O Conselho Monetário errou

Edição 380

Simino,Jorge(Funcesp) 19fev2
Jorge Simino, ex-diretor de investimentos da Vivest

Ao definir que o centro da meta para a inflação seja 3% o Conselho Monetário Nacional cometeu um erro. Evidentemente tal afirmação exige explicações, então vamos a elas.

Vamos pelo argumento que sustentou a escolha dos 3,0%, qual seja: “esse número é a média da inflação observada entre os países dos mercados emergentes”. Tal afirmação merece pelo menos duas observações – uma de ordem prática e outra mais conceitual, digamos assim.

De ordem prática, é forçoso perguntar qual o rol de países considerado no cálculo? Argentina e Turquia foram incluídos no rol? E o intervalo de tempo considerado para o cálculo? Foram os últimos 5 anos ou os últimos 10 ou 20 anos? O mais adequado são períodos bem longos, como explica o professor Alan Blinder no livro “Bancos Centrais: Teoria e Prática” (nas páginas 55 e 56), ao explicar “outro método é calcular a taxa real de juros ex-post durante um longo período histórico“ e logo adiante ele explicita “…prefiro utilizar períodos de 30 a 50 anos ao calcular médias históricas”.

De um ponto de vista mais conceitual, fica a ressalva ao simplesmente desconsiderar a história econômica específica de cada país. A ciência econômica é uma ciência social complexa e não uma versão empobrecida da álgebra do segundo grau. A economia brasileira desenvolveu um grau extremo de indexação que apresenta vestígios até hoje. Basta lembrar que quando a Fundação Getúlio Vargas divulga o IGP-M, alguns jornais publicam a notícia como “o índice que corrige os aluguéis…”.

As observações acima, na minha modesta opinião, indicam o quão frágil é estabelecer a meta de inflação em 3% baseada no argumento que esta é média da inflação dos países emergentes.

Mas o ponto principal a demonstrar que estabelecer 3,0% como centro da meta foi inapropriado é o seguinte.

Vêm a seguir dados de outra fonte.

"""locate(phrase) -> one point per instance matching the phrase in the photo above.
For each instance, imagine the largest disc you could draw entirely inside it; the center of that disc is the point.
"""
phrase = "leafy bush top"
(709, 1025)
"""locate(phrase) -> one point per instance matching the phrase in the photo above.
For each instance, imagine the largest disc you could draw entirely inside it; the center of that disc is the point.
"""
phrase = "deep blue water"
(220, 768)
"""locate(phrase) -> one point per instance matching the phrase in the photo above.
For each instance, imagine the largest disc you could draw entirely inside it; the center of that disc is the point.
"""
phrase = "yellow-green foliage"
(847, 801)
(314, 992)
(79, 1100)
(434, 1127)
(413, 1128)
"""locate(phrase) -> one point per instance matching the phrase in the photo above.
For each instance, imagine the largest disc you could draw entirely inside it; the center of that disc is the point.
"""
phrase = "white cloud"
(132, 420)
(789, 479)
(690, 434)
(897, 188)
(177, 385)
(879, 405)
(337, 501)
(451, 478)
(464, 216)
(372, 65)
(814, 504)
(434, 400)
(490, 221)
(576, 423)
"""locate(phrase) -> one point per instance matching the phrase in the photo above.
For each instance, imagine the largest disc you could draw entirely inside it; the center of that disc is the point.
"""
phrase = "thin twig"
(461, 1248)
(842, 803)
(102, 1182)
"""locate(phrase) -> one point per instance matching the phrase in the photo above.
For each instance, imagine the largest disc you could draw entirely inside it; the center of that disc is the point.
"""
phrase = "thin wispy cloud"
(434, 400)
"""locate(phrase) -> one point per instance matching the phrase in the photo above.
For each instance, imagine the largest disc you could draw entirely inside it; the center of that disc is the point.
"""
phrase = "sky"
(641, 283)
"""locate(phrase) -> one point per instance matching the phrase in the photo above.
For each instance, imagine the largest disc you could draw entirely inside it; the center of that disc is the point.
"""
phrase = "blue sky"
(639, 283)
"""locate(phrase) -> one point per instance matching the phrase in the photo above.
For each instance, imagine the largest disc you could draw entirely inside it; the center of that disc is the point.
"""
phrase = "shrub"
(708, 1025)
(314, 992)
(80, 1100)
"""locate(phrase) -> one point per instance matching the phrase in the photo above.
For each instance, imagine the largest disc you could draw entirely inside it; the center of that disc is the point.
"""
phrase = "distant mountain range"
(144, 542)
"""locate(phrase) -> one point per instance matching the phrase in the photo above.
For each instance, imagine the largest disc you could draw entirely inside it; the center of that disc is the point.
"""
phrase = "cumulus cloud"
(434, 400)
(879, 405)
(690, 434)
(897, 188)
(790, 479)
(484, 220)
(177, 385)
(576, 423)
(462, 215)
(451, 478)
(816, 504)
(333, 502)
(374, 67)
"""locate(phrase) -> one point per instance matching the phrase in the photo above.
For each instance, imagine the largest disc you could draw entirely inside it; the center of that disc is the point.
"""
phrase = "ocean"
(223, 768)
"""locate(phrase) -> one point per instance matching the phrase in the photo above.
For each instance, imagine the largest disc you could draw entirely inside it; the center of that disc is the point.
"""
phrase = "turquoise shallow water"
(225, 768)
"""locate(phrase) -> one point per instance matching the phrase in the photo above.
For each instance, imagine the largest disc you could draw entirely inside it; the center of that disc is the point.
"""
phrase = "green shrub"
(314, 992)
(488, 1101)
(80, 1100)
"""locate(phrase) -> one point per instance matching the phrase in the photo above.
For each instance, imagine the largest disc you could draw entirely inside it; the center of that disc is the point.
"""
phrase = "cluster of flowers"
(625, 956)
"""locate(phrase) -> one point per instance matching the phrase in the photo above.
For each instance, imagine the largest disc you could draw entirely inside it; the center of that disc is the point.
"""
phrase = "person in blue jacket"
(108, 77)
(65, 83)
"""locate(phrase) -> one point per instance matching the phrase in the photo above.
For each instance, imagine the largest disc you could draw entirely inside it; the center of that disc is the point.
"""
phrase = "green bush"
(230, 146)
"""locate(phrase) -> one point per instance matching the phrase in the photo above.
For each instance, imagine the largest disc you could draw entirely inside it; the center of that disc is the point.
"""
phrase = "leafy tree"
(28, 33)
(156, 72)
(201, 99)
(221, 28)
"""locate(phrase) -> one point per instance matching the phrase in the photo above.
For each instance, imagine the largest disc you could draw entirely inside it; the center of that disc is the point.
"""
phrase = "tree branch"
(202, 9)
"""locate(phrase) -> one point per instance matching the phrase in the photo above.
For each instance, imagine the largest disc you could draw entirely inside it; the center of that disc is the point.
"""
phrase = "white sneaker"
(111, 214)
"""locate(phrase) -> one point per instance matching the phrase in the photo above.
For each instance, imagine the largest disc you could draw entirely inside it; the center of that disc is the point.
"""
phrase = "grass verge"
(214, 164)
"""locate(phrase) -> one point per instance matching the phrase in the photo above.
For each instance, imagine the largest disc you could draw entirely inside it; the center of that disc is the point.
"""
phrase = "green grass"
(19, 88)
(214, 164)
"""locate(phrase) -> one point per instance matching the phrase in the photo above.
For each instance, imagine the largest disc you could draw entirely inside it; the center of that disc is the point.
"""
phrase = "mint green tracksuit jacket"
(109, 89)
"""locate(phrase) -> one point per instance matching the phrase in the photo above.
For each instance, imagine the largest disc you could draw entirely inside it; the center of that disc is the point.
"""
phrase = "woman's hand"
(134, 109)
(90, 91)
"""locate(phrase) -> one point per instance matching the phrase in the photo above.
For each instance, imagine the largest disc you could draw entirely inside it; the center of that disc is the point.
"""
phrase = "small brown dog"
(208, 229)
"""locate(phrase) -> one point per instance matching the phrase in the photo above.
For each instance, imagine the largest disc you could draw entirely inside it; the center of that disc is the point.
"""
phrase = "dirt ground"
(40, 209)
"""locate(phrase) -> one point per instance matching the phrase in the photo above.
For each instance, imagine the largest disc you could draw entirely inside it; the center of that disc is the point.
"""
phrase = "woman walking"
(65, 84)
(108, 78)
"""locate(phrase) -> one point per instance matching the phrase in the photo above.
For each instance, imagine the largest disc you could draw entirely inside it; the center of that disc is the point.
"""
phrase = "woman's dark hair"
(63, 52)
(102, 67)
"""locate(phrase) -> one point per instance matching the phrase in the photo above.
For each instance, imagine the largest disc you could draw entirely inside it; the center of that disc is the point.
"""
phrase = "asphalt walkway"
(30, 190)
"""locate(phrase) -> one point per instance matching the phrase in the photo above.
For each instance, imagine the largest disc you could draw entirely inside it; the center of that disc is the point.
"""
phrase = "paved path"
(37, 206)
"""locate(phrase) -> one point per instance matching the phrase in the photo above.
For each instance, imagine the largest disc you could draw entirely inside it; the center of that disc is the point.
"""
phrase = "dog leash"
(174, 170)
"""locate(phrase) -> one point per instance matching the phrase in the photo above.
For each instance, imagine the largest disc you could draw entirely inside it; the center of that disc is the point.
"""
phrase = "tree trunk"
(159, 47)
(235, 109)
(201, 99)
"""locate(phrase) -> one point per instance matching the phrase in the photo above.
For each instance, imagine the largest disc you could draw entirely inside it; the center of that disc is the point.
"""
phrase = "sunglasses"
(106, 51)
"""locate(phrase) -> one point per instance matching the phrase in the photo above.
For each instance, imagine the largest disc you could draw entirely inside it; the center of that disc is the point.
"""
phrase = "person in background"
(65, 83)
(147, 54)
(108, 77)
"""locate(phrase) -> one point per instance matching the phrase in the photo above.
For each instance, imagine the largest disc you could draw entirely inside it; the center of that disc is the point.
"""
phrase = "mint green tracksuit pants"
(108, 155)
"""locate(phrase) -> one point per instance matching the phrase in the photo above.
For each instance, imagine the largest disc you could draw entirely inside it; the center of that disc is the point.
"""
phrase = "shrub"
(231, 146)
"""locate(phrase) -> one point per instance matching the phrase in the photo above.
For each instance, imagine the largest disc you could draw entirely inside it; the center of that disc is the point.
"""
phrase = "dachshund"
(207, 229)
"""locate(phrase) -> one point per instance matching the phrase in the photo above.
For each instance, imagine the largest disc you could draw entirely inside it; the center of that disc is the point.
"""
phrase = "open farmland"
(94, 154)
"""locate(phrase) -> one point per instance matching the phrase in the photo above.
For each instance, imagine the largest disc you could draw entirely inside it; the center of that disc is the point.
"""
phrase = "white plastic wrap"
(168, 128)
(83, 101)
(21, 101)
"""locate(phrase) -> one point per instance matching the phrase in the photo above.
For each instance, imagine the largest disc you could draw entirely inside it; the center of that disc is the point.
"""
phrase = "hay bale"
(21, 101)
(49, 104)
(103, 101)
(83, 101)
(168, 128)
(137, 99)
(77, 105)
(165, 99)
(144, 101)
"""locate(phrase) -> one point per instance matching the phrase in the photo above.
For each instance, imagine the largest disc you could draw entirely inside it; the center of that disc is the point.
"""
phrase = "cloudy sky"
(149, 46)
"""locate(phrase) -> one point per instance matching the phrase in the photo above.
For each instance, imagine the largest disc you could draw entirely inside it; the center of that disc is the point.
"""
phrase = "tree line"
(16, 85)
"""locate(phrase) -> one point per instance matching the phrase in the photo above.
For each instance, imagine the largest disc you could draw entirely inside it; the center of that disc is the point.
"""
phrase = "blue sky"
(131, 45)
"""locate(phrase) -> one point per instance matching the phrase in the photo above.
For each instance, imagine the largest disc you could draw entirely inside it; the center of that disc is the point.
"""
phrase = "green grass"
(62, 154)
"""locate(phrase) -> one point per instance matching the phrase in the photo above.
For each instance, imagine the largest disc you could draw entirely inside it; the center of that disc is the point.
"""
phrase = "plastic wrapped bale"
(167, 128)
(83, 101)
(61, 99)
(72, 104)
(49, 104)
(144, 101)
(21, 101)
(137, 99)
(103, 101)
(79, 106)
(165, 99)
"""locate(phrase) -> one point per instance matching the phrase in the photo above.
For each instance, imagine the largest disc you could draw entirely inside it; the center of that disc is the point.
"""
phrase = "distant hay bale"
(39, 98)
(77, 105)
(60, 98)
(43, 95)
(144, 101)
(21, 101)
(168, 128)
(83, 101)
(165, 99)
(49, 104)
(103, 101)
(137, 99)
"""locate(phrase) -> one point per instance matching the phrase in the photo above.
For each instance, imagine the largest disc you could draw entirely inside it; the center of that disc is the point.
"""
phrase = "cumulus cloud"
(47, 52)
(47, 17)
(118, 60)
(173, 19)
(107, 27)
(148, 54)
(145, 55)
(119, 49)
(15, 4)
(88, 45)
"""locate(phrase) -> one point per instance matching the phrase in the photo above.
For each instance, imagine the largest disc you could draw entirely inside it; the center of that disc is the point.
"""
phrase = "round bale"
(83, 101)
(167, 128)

Nos estados Unidos o Escritório de Estatísticas do Trabalho (Bureau of Labour Statistics) calcula o índice de preços ao consumidor (CPI – Consumer Price Index). Pois bem, no período de 1995 a 2024 a variação anual média do índice foi 2,58%. Devemos relembrar que a economia americana é uma economia sem “memória inflacionária” e sem indexação (nem os salários têm qualquer tipo de indexação).

Dada esta observação estatística, me parece justo perguntar como a economia brasileira, com memória inflacionária (agora sem aspas), com vetores de indexação (em salários principalmente) e com 25% do IPCA vinculado a preços administrados, vai conseguir um resultado 0,42 pontos percentuais acima da média histórica do CPI americano nos últimos 30 anos! Desculpem-me o ceticismo, mas creio ser uma meta não razoável.  Um índice de 2,58% ao ano representa uma média mensal de 0,21% e o índice de 3,0% representa uma média mensal de 0,25%! Sinceramente não acredito que a inflação da economia brasileira

consiga se comportar tão próxima à inflação da economia americana nos últimos 30 anos. Aliás, e para não ficar somente na média histórica, a variação do CPI nos últimos 12 meses findos em agosto foi 2,9%.

Creio que o centro da meta deveria ser 4,0% com o intervalo de mais ou menos 1,5 pontos percentuais, mirando num prazo de 24 meses e com cláusula de escape pré-estabelecida, dados eventos como um choque de preços agrícolas, estendendo o horizonte de tempo para a convergência ao centro da meta para 36 meses.

Claro que mudar a meta afetaria, num primeiro momento, as expectativas de inflação, mas ocorre que hoje as expectativas foram estabelecidas de forma inapropriada. Uma prova disso é que, com um juro real de 10,0% (Selic a 15,0%) o IPCA projetado para os próximos 12 meses está 4,88%! Se uma taxa real de 10% não consegue obter a convergência o problema está na hipótese dos 3,0% (um exemplo clássico de “reductio ad absurdum”).

Uma taxa de juros real de 10,0% implica num custo financeiro muito alto, seja para o setor privado (principalmente para as pequenas empresas), seja para o setor público, ampliando o déficit fiscal nominal.

Erros de política econômica acontecem, basta lembrar a pré-fixação da correção cambial e da correção monetária em 1980 ou a manutenção da taxa de câmbio fixa durante 1996, quando os efeitos negativos já podiam ser claramente percebidos. Nos dois casos, e em tantos outros erros, o importante é corrigi-los.